I knelt down and leaned over Bobik’s basket. My veterinary expertise was someplace south of noplace at all, but Bobik was still breathing, and it sounded to me like his respiration was pretty regular. He hadn’t emptied his bladder or his bowels, and as far as I could tell he didn’t smell funny.
‘Kleks, dude, I can’t work out what’s eating you. I’m sorry. Bobik seems fine to me. Why don’t you get yourself some sleep, because that’s what I’m going to do.’

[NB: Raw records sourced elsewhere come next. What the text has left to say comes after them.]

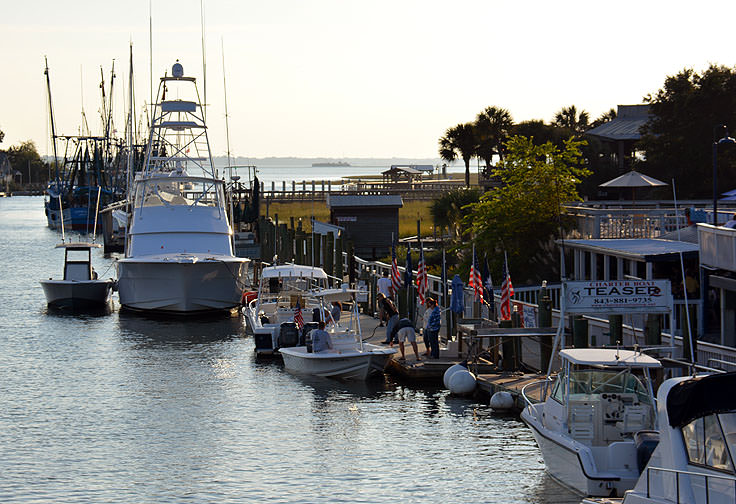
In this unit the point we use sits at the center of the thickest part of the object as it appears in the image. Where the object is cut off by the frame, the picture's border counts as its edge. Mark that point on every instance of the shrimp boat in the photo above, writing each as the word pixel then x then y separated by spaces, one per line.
pixel 597 421
pixel 178 252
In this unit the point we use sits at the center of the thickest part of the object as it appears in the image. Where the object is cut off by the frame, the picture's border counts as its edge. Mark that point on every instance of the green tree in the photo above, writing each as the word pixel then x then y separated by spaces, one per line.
pixel 492 128
pixel 678 138
pixel 568 117
pixel 459 141
pixel 525 214
pixel 450 209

Kleks stood quite still, looking up at me. I think he must have understood the gist of what I had said to him, because he didn’t whine again. Instead, he appeared to be resigned, as if he had done his best to communicate something important to me, but knew that he had failed to do so and that it was probably beyond him. That in itself was very unusual. Normally, if a dog is trying to attract your attention, he will go on whining or barking ceaselessly until he does, even if he doesn’t stop all night and all of the following day.